AOL adds letterbox to walled garden

September 10, 2008

AOL adds letterbox to walled garden Remember the excitement when North Korea recently opened  its doors to allow in the New York Philarmonic? Well, the online equivalent is now taking place: AOL’s software will finally acknowledge outside websites.

When users log on to AOL, the welcome screen will now include access to web-based email such as GMail and Yahoo Mail, along with links to accounts on social networking sites such as Facebook.

Some younger readers may be scratching their heads at this point, wondering why AOL users couldn’t just access these sites by typing in the address or, heaven forbid, running a standalone internet browser. Well, they can and they do – it’s just that AOL seems to have only just figured this out.

(That’s not just a snipey line, by the way.

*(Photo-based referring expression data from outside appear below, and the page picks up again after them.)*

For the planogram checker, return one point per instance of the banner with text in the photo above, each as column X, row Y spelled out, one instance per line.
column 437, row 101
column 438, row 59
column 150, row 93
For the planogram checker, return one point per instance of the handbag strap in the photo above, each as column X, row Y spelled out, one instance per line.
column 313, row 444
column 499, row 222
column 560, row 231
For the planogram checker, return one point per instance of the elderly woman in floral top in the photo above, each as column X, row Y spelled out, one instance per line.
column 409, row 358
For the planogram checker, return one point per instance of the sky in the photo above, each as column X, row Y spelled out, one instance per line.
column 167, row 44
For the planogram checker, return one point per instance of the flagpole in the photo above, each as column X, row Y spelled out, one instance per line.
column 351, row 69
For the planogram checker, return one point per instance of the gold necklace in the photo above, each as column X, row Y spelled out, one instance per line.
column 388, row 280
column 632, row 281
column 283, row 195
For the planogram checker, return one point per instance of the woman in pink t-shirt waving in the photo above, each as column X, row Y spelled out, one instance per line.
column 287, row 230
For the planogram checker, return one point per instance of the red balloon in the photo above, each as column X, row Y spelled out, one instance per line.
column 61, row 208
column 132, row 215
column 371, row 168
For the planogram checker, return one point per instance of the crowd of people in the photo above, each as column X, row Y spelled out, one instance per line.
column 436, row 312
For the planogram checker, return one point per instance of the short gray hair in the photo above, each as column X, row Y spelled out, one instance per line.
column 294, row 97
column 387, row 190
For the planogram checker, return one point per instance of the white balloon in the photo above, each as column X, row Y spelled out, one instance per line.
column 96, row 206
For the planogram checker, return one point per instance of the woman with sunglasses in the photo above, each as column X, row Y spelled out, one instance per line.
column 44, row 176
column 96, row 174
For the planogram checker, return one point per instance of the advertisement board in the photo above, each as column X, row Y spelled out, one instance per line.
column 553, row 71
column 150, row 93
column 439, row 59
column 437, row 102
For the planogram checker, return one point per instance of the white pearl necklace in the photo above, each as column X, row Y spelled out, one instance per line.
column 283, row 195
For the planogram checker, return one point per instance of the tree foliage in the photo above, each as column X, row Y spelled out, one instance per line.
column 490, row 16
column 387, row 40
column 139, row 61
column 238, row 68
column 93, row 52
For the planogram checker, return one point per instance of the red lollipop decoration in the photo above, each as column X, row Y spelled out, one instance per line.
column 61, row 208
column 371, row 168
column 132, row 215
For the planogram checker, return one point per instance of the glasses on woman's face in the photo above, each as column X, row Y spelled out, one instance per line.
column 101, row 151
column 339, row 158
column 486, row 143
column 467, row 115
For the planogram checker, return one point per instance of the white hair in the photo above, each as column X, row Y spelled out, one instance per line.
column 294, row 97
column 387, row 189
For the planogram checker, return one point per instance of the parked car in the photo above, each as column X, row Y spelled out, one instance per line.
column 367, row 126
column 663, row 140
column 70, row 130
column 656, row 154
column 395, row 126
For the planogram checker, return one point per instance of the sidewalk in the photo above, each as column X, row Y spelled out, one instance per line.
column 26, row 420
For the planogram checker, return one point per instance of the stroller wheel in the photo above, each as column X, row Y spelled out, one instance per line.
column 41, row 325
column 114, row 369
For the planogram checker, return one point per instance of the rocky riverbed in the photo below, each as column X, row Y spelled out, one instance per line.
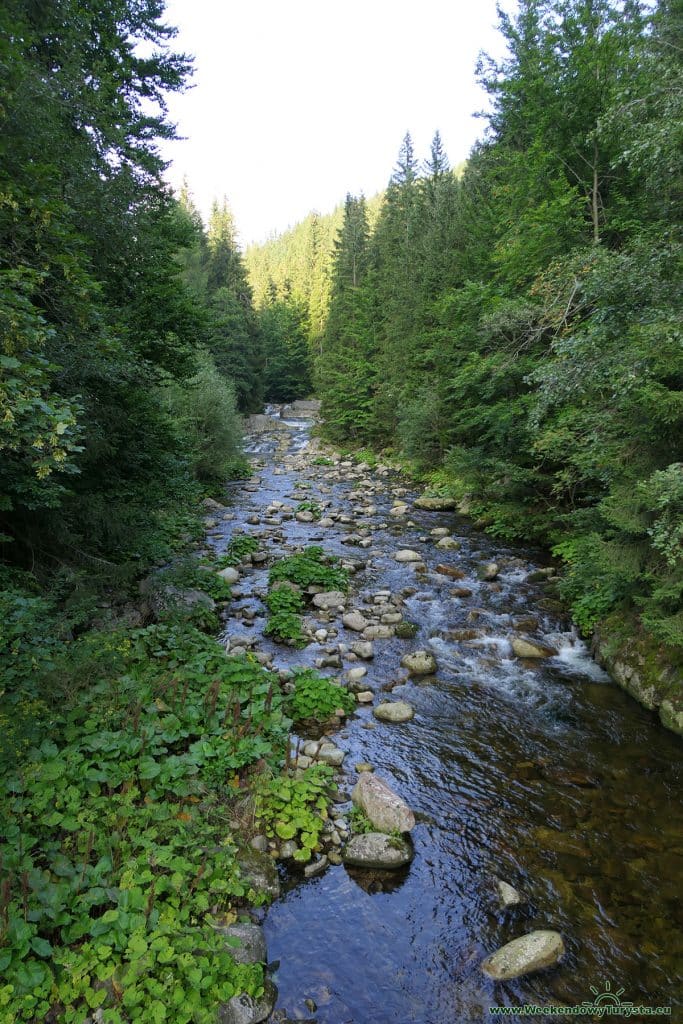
column 541, row 802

AOL’s Sanjay Nayer wrote this week that “We realize that AOL.com is not the only web site that you use… we need to embrace [the] reality that you visit other sites.” So shocking did he find this revelation, his post’s title ended with two question marks and two exclamation marks.)

Believe it or not, there was actually a time when many AOL users didn’t actually visit web pages as such. Instead they restricted their surfing to the carefully selected content provided by AOL – and with news, e-mail, chatrooms and horoscopes all available, that was enough for many people, particularly when the most exciting web page of the time was named ‘Chewbacca Ate My Balls’.

AOL worked on the theory that it provided a ‘walled garden’ which users didn’t need to venture outside. It didn’t take long for this idea to become ridiculously outdated, and even the most cautious AOL users was tempted outside. Aside from logging on and checking e-mail (which became avoidable in the era of webmail and broadband), there soon became virtually no reason to even look at the content displayed through the AOL software.

While onlookers laughed at AOL’s naivety in sticking with the walled garden approach, it didn’t really become a problem until recent years when, with broadband prices dropping, the company switched its focus away from subscription fees and towards ad revenue. This explains the desperation to keep users clicking on AOL’s home page, whether through the AOL software or a traditional browser.

And as long as there are internet users who haven’t figured out such complex time-saving and convenience measures as bookmarks and webmail notifiers, it might just work.